L’AI agentica sta trasformando il turismo perché non si limita a suggerire opzioni, ma può scegliere, combinare servizi e agire. Per l’Italia si apre una sfida strategica che riguarda dati, visibilità, competenze e controllo della relazione con il cliente

Chief Innovation & Technology Officer, Alpitour World

L’AI agentica non è solo un nuovo strumento di automazione. Sta cambiando il modo in cui i viaggiatori cercano, scelgono e prenotano. Per il turismo italiano la sfida è tanto complessa quanto strategica, perché riguarda la gestione del rapporto con il cliente e la capacità di restare visibili nei nuovi ecosistemi turistici, dove agenti intelligenti e viaggiatori convivono e collaborano.

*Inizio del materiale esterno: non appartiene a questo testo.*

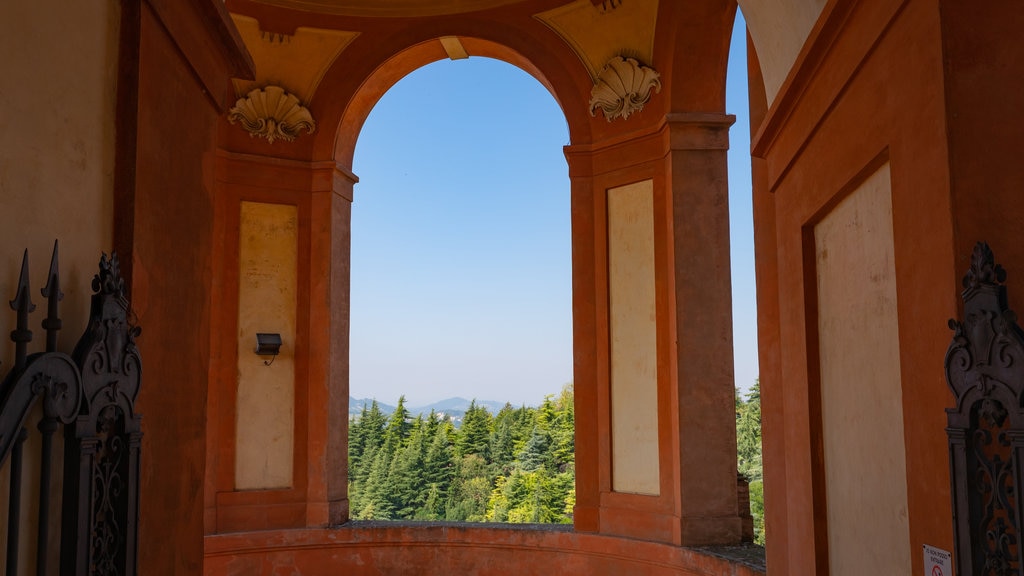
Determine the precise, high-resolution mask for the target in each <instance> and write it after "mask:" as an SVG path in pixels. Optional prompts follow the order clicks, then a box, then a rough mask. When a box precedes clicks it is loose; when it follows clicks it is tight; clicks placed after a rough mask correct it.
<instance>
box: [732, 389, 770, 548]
mask: <svg viewBox="0 0 1024 576" xmlns="http://www.w3.org/2000/svg"><path fill="white" fill-rule="evenodd" d="M736 465H737V468H738V470H739V472H740V474H742V475H743V476H744V477H746V479H748V481H750V499H751V516H753V517H754V541H755V542H756V543H758V544H761V545H764V543H765V532H764V507H765V506H764V484H763V480H762V477H763V466H762V462H761V380H760V379H758V380H755V381H754V386H753V387H752V388H751V389H750V392H748V393H746V401H745V402H744V401H742V400H741V399H740V398H739V395H738V394H737V395H736Z"/></svg>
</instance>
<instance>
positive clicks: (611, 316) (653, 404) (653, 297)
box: [607, 179, 660, 494]
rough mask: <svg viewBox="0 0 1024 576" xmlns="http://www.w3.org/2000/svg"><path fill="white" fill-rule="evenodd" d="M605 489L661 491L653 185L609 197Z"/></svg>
mask: <svg viewBox="0 0 1024 576" xmlns="http://www.w3.org/2000/svg"><path fill="white" fill-rule="evenodd" d="M607 202H608V300H609V306H608V307H609V317H610V322H609V324H610V340H611V345H610V364H611V376H610V383H611V466H612V468H611V486H612V490H614V491H616V492H631V493H636V494H658V493H659V492H660V485H659V470H658V440H657V354H656V348H657V332H656V318H655V305H654V300H655V293H654V183H653V180H649V179H648V180H643V181H640V182H636V183H632V184H628V186H624V187H618V188H613V189H610V190H608V200H607Z"/></svg>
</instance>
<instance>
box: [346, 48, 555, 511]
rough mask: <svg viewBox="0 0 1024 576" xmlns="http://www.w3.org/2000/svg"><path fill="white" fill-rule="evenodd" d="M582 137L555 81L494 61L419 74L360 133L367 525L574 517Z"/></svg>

Il turismo ha già attraversato più di una rivoluzione tecnologica e, ogni volta, ne è derivata una redistribuzione del valore lungo la filiera. È accaduto con i Global Distribution System (GDS), infrastrutture tecnologiche a servizio degli operatori, come per esempio Amadeus o Travelport. Poi con Internet, con le Online Travel Agency (OTA), con il mobile e con le grandi piattaforme digitali che vendono i servizi direttamente agli utenti, come Booking, Expedia e altri. Ogni passaggio ha modificato non soltanto gli strumenti, ma soprattutto i rapporti di forza tra chi costruisce l’offerta e chi controlla l’accesso al cliente.